For those of us living in the southeastern U.S., it’s hard to focus on anything but Hurricane Florence right now. Although I live far enough away that we aren’t in any danger, we’re close enough that we’ll feel some of the effects of the storm – including a fair amount of wind and rain this weekend. Nothing like the brute force pummeling the coast, however, and nothing like the pounding we took last year when Irma came through. But even that didn’t hit us nearly as bad as those who were in the direct path of the storm.
We have friends in South Carolina who had to evacuate their homes, and other friends who have opened their homes to people fleeing the hurricane. We’ve contacted a number of people to check on their plans and to make sure they’re okay, and we’ve reassured the people who have contacted us for the same reason. We appreciate their concern, and are grateful for those who are thinking about us and worrying about us.
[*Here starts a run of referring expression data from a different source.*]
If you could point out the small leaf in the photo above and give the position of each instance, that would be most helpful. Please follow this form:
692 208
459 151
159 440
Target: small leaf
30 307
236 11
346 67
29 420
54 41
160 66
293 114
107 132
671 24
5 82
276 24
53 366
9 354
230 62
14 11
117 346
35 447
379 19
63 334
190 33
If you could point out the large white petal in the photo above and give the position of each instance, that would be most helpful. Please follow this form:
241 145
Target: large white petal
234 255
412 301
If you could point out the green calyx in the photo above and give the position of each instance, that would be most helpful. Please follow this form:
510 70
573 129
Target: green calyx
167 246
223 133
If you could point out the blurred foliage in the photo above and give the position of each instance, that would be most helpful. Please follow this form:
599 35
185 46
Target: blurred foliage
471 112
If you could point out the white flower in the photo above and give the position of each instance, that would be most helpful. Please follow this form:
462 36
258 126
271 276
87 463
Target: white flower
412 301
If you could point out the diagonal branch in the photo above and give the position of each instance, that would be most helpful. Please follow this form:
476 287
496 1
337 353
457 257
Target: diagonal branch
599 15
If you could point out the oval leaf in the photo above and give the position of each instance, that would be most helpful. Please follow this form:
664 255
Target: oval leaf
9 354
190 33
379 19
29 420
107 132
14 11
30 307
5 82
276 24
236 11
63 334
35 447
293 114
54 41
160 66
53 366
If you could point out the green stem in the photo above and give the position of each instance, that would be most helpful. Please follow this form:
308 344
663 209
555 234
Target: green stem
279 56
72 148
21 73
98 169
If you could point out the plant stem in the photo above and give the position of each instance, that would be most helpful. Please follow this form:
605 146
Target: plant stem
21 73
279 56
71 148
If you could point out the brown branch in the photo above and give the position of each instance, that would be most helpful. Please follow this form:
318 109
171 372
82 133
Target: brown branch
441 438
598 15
That’s one of the things that always seems to happen in the face – or the aftermath – of a devastating disaster, whether it be natural disaster like a hurricane, tornado, or wildfire, or a manmade one such as suicide bombers and school shootings. People first check on loved ones who may be in danger, and then do what they can to help in relief efforts. Although the worst of Florence is yet to be unleashed, and there has already been massive destruction and several deaths, there have also already been a number of heroic rescues. Not only by emergency personnel, but by ordinary people who put their own lives in danger in order to save others.
No matter where you live, I hope you’ll join me in praying for the victims of Hurricane Florence, and for those who are helping them in whatever ways they can. And I hope – actually, I know – we will all join together in responding to the tremendous need there will be once the storm has finally abated.